La possibilité de non pas prédire, mais mesurer les risques séduit. «À un moment en finance, il faut modéliser les choses. La matière première de ce domaine, c’est le risque. Il fallait donc pouvoir le calculer. » François Longin s’appuie sur des bases de données importantes pour établir des statistiques. Le chercheur épluche même la sémantique dans les archives de journaux américains au lendemain de fortes baisses de la bourse pour mieux définir les évènements extrêmes.  Aujourd’hui, l’application de la théorie des valeurs extrêmes ne permet pas de prévoir exactement quand se produira le prochain krach, mais sa période de retour ou la probabilité de sa taille. Une avancée importante : selon les statistiques habituelles, un évènement comme celui de 1987 devrait se reproduire tous les milliards de milliards d’années. En appliquant la théorie des valeurs extrêmes, ce délai passe à 100 ans « seulement ».
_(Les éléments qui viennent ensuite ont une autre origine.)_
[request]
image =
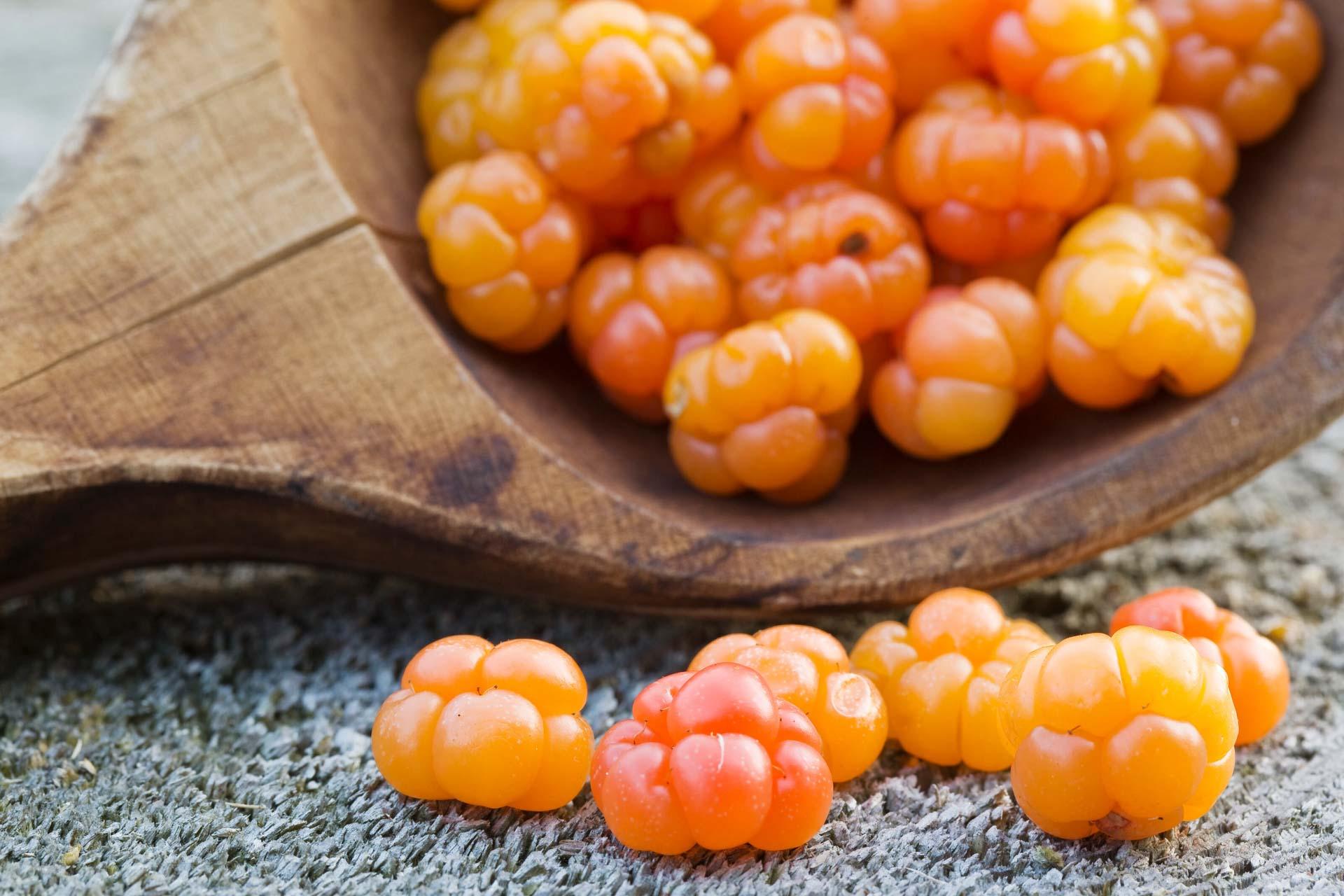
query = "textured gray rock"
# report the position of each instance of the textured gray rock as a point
(192, 729)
François Longin a notamment réuni en 2014 de nombreux experts et chercheurs sur le sujet lors d’une conférence à l’ESSEC sur le thème Extreme Events in Finance. Il mène également aujourd’hui des activités de conseil auprès des banques à propos des valeurs extrêmes, sur les opérations de marché, la réglementation et la gestion d’actifs. Et forcément, on lui prête une oreille attentive. « Pendant longtemps, les évènements extrêmes ont été rejetés par les chercheurs qui les considéraient comme des anomalies dans les données. On peut pourtant en déduire beaucoup de choses, ils apportent énormément d’informations. Il y a un intérêt, les gens vous écoutent. Car si le mot magique en gestion de patrimoine, c’est économie d’impôt, en finance, c’est krach boursier. »

Retrouvez les contributions de François Longin sur ESSEC Knowledge

Un livre pour convaincre les acteurs de la finance

« Extreme Events in Finance: A Handbook of Extreme Value Theory and its Applications » aux éditions Wiley est un ouvrage collaboratif, écrit par plus de 40 contributeurs du monde entier. Des chercheurs mais aussi des professionnels de la banque, des sociétés de gestion de fonds, de compagnies d’assurance ou encore des banques centrales ont contribué à l’élaboration de cet ouvrage. Le livre s’appuie sur l’application de la théorie des valeurs extrêmes dans la finance, mais également sur les expériences des professionnels du monde financier dans leur travail de tous les jours. L’objectif est ainsi de dresser une vue d’ensemble de ces évènements extrêmes, et de la méthode pour les mesurer.